Mayim Bialik tried to dispel all of the anti-vax rumors

Mayim Bialik's controversial stance on vaccination resurfaced in August 2021, sparking calls for her to resign from "Jeopardy!" The actress' spokesperson was quick to tell The Wrap that she was "fully vaccinated for the COVID-19 virus and is not at all an anti-vaxxer." Indeed, Bialik, herself, told fans in a 2020 YouTube video that she planned to get both the COVID-19 vaccine and the flu shot (which she hadn't gotten in 30 years). The actress was also adamant that she has never claimed that "vaccines are not valuable, not useful, or not necessary, because they are." She also previously took to Twitter to dispel "anger and hysteria" by declaring, "I'm not anti. My kids are vaccinated."

Even so, Bialik, who has a PhD in neuroscience, didn't completely backtrack. Her position on vaccines is seemingly that she simply chooses which vaccines to get for herself and which to give her children. She argued that kids get "way too many vaccines" compared to when she was a child and noted that "most people don't even know what Hepatitis B is but vaccinate their newborns for it anyway because they're told to." She then made claims about the medical community, claiming it "often operate[s] from a place of fear in order to make money," and added that she feels "icky about injecting babies and children with tons of chemicals and parts of cows and chickens and eggs."

Mayim Bialik's Harvey Weinstein comments came back to haunt her

In addition to Mayim Bialik's shaky stance on vaccines, "Jeopardy!" fans are calling for her resignation after pointing to her controversial 2017 op-ed for The New York Times, titled "Being a Feminist in Harvey Weinstein's World." In it, the actress recalled joining Hollywood in 1986 as a "prominent-nosed, awkward, geeky, Jewish 11-year-old" who made "conservative choices," like not accepting anyone "calling me 'baby' or demanding hugs on set." 

Bialik took a break from acting at 19 to pursue academia, but returned in her early 30s. Writing that it served her well "not being a 'perfect [10],'" she claimed to have "almost no personal experience with men asking me to meetings in their hotel rooms." The actress then seemingly went on to shame victims, writing how she makes choices that are "self-protecting and wise," like dressing "modestly" and not flirting. She continued by describing her own choices regarding sexuality. "I have decided that my sexual self is best reserved for private situations with those I am most intimate with," before concluding, "Nothing — absolutely nothing — excuses men for assaulting or abusing women. But we can't be naïve about the culture we live in."

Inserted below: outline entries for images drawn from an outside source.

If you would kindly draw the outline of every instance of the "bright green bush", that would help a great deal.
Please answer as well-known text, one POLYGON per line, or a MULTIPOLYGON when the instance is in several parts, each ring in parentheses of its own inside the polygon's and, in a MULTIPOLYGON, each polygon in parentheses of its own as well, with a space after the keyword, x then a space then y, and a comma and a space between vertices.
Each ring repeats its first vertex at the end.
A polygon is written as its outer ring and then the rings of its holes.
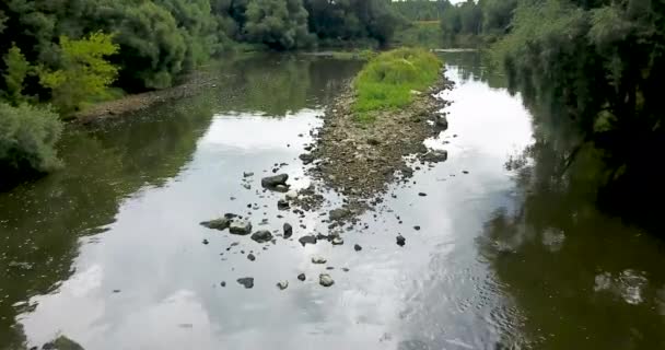
POLYGON ((0 174, 45 173, 61 165, 55 144, 62 132, 59 116, 49 108, 0 103, 0 174))
POLYGON ((415 91, 432 85, 441 74, 442 61, 419 48, 383 52, 368 62, 353 82, 359 119, 371 120, 372 112, 409 105, 415 91))

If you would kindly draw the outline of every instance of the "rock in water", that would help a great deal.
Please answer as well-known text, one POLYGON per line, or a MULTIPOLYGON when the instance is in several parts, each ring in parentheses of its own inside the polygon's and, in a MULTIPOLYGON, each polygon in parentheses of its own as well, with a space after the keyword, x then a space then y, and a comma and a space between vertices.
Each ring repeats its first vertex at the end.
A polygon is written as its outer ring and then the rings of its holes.
POLYGON ((320 273, 318 276, 318 283, 323 287, 330 287, 335 284, 335 280, 328 273, 320 273))
POLYGON ((312 162, 314 162, 314 155, 312 155, 311 153, 304 153, 299 155, 298 158, 300 158, 301 161, 303 161, 304 165, 307 165, 312 162))
POLYGON ((448 159, 448 152, 445 150, 430 151, 421 156, 421 160, 430 163, 445 162, 448 159))
POLYGON ((279 210, 287 210, 289 208, 291 208, 291 205, 289 203, 288 200, 280 199, 280 200, 277 201, 277 209, 279 209, 279 210))
POLYGON ((302 236, 302 237, 298 238, 298 242, 300 242, 300 244, 302 244, 303 247, 306 244, 316 244, 316 236, 313 236, 313 235, 302 236))
POLYGON ((232 220, 231 225, 229 225, 229 232, 242 236, 248 235, 252 233, 252 223, 248 220, 243 219, 232 220))
POLYGON ((203 221, 201 225, 211 230, 224 231, 231 225, 231 220, 226 218, 215 219, 211 221, 203 221))
POLYGON ((332 209, 328 213, 330 221, 343 220, 351 215, 351 211, 346 208, 332 209))
POLYGON ((268 230, 257 231, 252 234, 252 240, 258 243, 270 242, 270 240, 272 240, 272 233, 270 233, 268 230))
POLYGON ((404 247, 405 244, 407 244, 407 238, 404 236, 397 236, 397 245, 404 247))
POLYGON ((243 284, 245 289, 252 289, 254 287, 254 278, 253 277, 243 277, 238 278, 237 282, 243 284))
POLYGON ((293 226, 290 223, 284 223, 284 238, 290 238, 293 235, 293 226))
POLYGON ((275 176, 268 176, 261 178, 261 186, 267 188, 275 188, 277 185, 287 186, 287 180, 289 179, 288 174, 279 174, 275 176))
POLYGON ((326 264, 326 258, 324 258, 323 256, 314 256, 312 257, 312 262, 313 264, 326 264))
POLYGON ((434 120, 434 124, 436 125, 438 128, 441 128, 444 130, 448 128, 448 119, 445 116, 438 116, 436 120, 434 120))

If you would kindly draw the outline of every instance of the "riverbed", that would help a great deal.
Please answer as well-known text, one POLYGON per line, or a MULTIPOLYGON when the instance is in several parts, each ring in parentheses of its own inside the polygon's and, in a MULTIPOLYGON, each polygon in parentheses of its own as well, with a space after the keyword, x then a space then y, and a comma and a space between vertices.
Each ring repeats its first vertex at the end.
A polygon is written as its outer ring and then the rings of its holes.
POLYGON ((413 164, 342 245, 298 238, 343 196, 301 215, 260 178, 313 182, 299 155, 361 62, 243 58, 196 96, 70 128, 65 170, 0 194, 0 349, 665 348, 662 242, 539 186, 555 174, 520 95, 479 54, 441 56, 450 128, 425 145, 447 161, 413 164), (199 224, 226 212, 293 237, 199 224))

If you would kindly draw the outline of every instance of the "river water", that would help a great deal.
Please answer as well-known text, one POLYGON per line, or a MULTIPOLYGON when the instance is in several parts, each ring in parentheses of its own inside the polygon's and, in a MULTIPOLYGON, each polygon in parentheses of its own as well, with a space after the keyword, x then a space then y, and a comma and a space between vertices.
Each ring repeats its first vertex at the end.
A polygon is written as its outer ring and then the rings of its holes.
POLYGON ((102 350, 665 348, 663 244, 553 186, 541 126, 503 77, 477 54, 442 55, 451 128, 425 144, 448 160, 392 185, 341 246, 199 222, 235 212, 326 233, 338 195, 299 218, 259 182, 288 163, 308 185, 298 155, 359 62, 238 59, 195 97, 70 129, 67 168, 0 194, 0 349, 59 336, 102 350))

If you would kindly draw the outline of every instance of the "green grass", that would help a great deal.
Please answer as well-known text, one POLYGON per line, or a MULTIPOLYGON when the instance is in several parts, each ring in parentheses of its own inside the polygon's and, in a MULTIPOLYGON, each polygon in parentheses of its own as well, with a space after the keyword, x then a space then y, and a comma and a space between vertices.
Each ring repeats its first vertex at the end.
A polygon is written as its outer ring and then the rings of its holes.
POLYGON ((423 91, 441 74, 443 62, 421 48, 398 48, 371 59, 353 82, 353 112, 360 121, 373 121, 375 113, 406 107, 412 91, 423 91))

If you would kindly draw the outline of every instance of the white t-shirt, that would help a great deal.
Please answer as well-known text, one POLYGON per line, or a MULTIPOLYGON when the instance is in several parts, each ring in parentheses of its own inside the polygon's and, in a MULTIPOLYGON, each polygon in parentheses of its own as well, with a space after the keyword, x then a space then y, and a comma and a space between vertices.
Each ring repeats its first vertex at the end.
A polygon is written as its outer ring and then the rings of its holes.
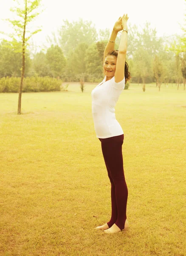
POLYGON ((105 139, 124 134, 116 119, 114 108, 125 87, 125 78, 116 83, 115 77, 103 81, 92 91, 92 113, 96 137, 105 139))

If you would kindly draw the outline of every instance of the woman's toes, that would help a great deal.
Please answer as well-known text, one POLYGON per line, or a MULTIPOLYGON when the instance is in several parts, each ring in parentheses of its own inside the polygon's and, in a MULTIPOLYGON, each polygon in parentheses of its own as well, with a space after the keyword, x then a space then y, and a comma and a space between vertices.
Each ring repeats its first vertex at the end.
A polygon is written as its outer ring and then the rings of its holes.
POLYGON ((102 226, 99 226, 99 227, 96 227, 95 228, 95 229, 99 230, 105 230, 106 229, 109 228, 109 227, 108 226, 107 223, 106 224, 104 224, 102 226))

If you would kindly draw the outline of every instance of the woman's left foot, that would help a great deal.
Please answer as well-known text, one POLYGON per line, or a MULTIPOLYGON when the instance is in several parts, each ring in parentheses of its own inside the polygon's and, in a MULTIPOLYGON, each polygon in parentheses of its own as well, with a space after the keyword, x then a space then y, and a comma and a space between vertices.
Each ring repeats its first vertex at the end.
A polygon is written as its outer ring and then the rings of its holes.
POLYGON ((116 224, 114 224, 111 227, 105 230, 104 230, 104 232, 105 232, 106 233, 113 234, 114 233, 118 233, 121 231, 121 230, 119 227, 118 227, 117 225, 116 225, 116 224))

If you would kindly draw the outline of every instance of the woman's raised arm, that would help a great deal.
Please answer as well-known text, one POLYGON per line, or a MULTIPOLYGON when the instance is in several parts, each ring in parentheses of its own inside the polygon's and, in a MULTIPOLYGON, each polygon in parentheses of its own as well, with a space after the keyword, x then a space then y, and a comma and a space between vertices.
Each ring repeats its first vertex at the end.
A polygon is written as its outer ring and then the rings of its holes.
POLYGON ((103 63, 104 62, 106 55, 108 52, 114 49, 115 40, 116 38, 117 35, 118 35, 118 33, 119 31, 122 30, 123 29, 122 27, 122 17, 119 17, 118 20, 117 20, 114 24, 111 35, 110 35, 110 39, 108 41, 104 51, 103 56, 103 63))
POLYGON ((127 15, 124 15, 122 19, 122 24, 123 27, 120 43, 118 50, 117 58, 116 67, 115 73, 115 80, 116 83, 121 81, 124 77, 125 64, 127 47, 127 21, 129 17, 127 15))

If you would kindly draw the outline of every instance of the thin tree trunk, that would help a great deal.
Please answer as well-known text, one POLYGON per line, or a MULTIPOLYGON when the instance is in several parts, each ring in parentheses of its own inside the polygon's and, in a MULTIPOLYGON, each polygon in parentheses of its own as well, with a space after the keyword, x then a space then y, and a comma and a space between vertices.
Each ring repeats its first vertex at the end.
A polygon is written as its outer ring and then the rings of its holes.
POLYGON ((17 114, 20 115, 21 113, 21 96, 22 94, 23 85, 23 84, 24 76, 25 70, 25 33, 26 31, 26 24, 27 22, 27 0, 25 1, 25 22, 24 24, 23 35, 23 58, 22 58, 22 68, 21 73, 21 84, 20 85, 20 92, 19 93, 18 108, 17 110, 17 114))

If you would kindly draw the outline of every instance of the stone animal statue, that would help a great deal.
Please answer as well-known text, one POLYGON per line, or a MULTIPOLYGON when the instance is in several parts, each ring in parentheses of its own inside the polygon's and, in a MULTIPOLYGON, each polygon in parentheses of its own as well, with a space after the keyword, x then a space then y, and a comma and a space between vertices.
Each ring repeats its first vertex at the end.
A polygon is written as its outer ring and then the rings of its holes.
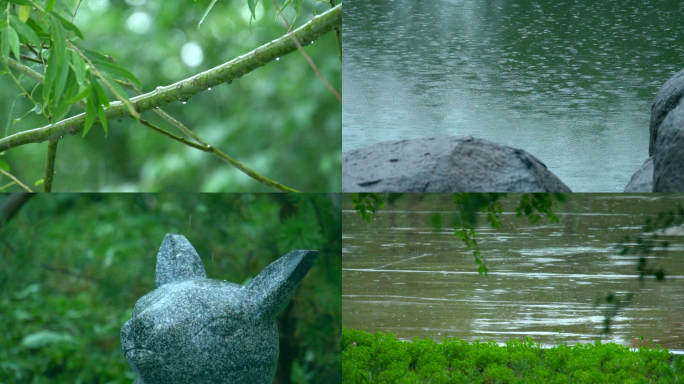
POLYGON ((121 328, 134 384, 270 384, 278 362, 275 316, 316 260, 293 251, 247 286, 208 279, 182 235, 157 254, 156 289, 138 300, 121 328))

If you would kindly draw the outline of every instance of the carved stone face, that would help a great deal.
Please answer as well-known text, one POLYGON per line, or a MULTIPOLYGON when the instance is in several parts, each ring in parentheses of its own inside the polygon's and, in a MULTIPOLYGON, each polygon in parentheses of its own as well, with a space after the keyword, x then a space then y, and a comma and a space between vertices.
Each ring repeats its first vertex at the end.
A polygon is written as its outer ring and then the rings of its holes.
POLYGON ((291 252, 242 286, 206 278, 185 237, 166 235, 157 289, 138 300, 121 329, 126 360, 140 375, 136 383, 271 383, 278 361, 275 316, 316 255, 291 252))

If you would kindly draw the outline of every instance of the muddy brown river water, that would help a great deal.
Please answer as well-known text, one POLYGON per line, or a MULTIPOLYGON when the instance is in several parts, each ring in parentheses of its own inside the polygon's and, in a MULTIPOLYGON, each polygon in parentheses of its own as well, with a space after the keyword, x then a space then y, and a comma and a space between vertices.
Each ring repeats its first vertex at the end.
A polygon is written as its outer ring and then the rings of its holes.
MULTIPOLYGON (((366 223, 345 196, 343 326, 391 331, 402 339, 468 341, 531 336, 546 346, 597 339, 634 346, 640 336, 684 350, 684 236, 666 236, 668 252, 649 257, 664 282, 636 277, 634 256, 618 254, 625 235, 643 233, 647 217, 684 206, 684 196, 574 194, 557 207, 560 223, 516 218, 509 195, 494 230, 479 222, 488 277, 453 236, 449 196, 406 196, 366 223), (433 219, 445 226, 435 231, 433 219), (602 335, 605 307, 596 300, 636 291, 602 335)), ((674 231, 677 232, 677 231, 674 231)), ((684 234, 681 231, 680 234, 684 234)))

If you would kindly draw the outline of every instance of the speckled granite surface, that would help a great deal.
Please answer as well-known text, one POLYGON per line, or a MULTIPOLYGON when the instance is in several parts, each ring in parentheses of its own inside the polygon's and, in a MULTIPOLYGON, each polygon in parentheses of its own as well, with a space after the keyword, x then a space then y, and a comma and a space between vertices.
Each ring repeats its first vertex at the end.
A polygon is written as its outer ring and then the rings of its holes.
POLYGON ((138 300, 121 328, 126 360, 140 375, 134 383, 272 383, 275 316, 317 254, 290 252, 242 286, 208 279, 190 242, 167 234, 157 255, 157 288, 138 300))

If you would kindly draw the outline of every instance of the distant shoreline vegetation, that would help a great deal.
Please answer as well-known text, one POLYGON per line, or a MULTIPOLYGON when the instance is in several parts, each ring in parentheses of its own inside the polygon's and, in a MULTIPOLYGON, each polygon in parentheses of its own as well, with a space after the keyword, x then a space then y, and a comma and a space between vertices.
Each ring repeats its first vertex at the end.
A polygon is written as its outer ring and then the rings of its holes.
POLYGON ((469 343, 402 341, 342 328, 342 382, 366 383, 684 383, 684 356, 614 343, 541 348, 532 338, 469 343))

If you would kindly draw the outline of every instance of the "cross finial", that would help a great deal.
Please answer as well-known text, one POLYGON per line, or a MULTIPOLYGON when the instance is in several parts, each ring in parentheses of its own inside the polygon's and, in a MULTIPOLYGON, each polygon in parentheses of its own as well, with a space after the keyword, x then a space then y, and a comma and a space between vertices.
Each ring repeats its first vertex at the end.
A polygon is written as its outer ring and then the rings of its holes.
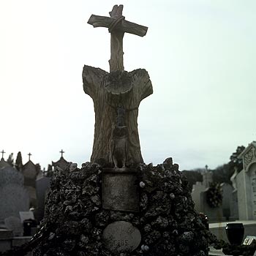
POLYGON ((6 153, 4 152, 4 149, 1 151, 1 159, 4 159, 4 154, 6 153))
POLYGON ((65 153, 65 152, 63 151, 63 149, 61 149, 61 151, 59 151, 59 153, 61 153, 61 157, 63 157, 63 153, 65 153))
POLYGON ((110 51, 111 56, 109 60, 110 70, 124 70, 123 61, 123 37, 124 33, 130 33, 140 37, 146 35, 148 28, 141 25, 129 22, 122 15, 124 6, 122 4, 114 5, 110 17, 97 16, 92 15, 88 23, 94 28, 105 27, 111 34, 110 51))

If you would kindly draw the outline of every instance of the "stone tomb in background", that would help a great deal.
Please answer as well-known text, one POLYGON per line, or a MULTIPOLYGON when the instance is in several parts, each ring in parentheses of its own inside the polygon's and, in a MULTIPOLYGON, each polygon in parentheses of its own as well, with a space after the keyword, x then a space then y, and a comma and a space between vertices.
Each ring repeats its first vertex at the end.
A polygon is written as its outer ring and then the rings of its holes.
POLYGON ((45 215, 45 197, 50 187, 50 178, 49 177, 40 177, 37 180, 37 207, 35 217, 38 222, 40 222, 45 215))
POLYGON ((239 219, 256 220, 256 142, 249 144, 239 158, 244 164, 236 176, 239 219))

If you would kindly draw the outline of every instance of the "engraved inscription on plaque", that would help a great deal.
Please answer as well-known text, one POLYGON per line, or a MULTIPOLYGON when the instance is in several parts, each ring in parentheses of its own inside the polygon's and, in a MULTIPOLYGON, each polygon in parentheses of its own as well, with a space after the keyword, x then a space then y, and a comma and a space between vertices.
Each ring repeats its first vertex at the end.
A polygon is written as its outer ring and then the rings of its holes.
POLYGON ((102 241, 113 252, 130 252, 140 244, 141 235, 139 230, 127 222, 115 222, 104 230, 102 241))
POLYGON ((252 219, 256 219, 256 164, 252 165, 250 169, 252 219))
POLYGON ((136 174, 103 172, 102 200, 105 209, 138 211, 139 192, 136 174))

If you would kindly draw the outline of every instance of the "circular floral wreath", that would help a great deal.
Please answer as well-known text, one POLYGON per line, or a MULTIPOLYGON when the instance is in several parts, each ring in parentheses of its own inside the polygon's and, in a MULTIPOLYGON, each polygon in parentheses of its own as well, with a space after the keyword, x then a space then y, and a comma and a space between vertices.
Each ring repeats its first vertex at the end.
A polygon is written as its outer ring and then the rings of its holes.
POLYGON ((222 203, 222 189, 219 183, 212 182, 206 192, 206 202, 211 208, 219 207, 222 203))

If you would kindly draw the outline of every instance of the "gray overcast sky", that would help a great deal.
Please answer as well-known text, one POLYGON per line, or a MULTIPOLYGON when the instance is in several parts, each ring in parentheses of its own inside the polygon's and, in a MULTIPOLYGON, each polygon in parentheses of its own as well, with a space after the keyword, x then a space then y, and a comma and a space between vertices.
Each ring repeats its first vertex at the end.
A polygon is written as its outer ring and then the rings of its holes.
POLYGON ((145 68, 154 94, 140 107, 146 163, 172 157, 180 170, 228 162, 256 140, 255 0, 8 0, 0 1, 0 150, 47 167, 63 148, 89 160, 91 99, 83 64, 108 71, 110 34, 87 24, 124 4, 148 26, 124 35, 124 67, 145 68))

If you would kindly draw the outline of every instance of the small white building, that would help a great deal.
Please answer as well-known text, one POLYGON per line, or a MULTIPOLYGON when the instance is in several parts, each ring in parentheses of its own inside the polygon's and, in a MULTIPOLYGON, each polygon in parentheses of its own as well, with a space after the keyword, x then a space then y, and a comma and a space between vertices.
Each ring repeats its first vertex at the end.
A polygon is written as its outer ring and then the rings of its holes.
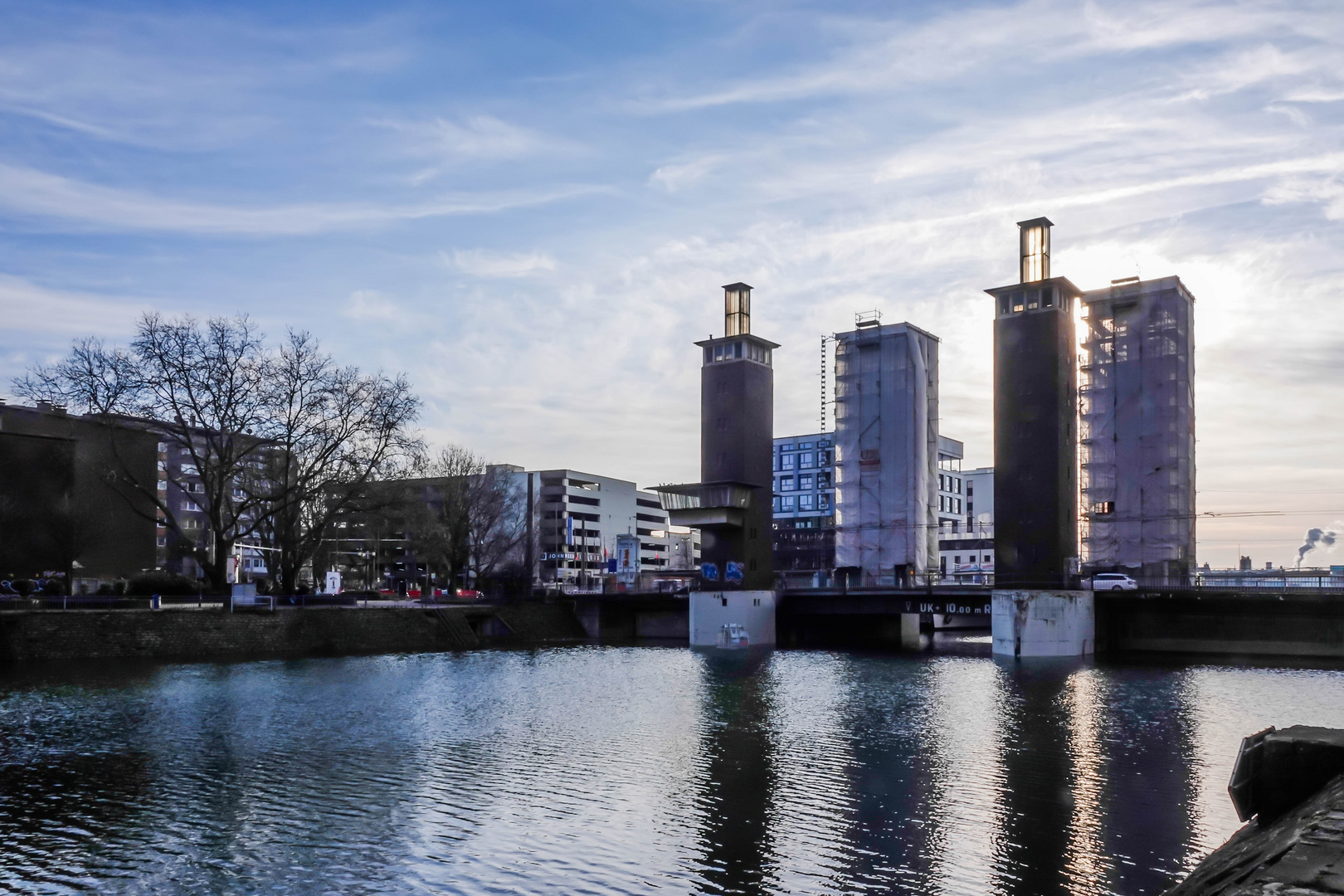
POLYGON ((946 469, 939 480, 939 498, 956 509, 952 517, 939 514, 938 571, 942 580, 993 584, 995 467, 946 469))
POLYGON ((578 470, 519 472, 520 486, 531 481, 535 576, 546 583, 599 587, 607 562, 616 557, 616 537, 640 539, 640 572, 694 570, 699 540, 688 529, 676 532, 656 492, 628 480, 578 470))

Bialik tweeted an apology days later, saying she was "very sorry" and clarifying, "You are never responsible for being assaulted."

Jeopardy! is sticking by Mayim Bialik

Following Mike Richards' announcement that he would be stepping down as "Jeopardy!" host, the network returned to its search for Alex Trebek's successor. In the meantime, Sony Pictures Television announced that, rather than halt production, Mayim Bialik would tape three-weeks worth of episodes, per People, for a total of 15 episodes, despite the mounting controversy surrounding the actress. As it stands, the show is set to kick off its 38th season on September 13. And, following the actress' run, execs plan to tap a new round of guest hosts before introducing the world to a new permanent host, hopefully for real. What's more, the five episodes that Mike Richards taped before handing in his resignation as host — and his later termination from his executive producer duties — will also air, per The Wrap.

So how can "Jeopardy!" fix this hosting mess? According to fans (including Ryan Reynolds), the show should hire LeVar Burton. But the "Reading Rainbow" host's future on "Jeopardy!" is uncertain, as TMZ recently reported that he was never seriously considered for the role, despite his fans' take on an incredibly successful guest run.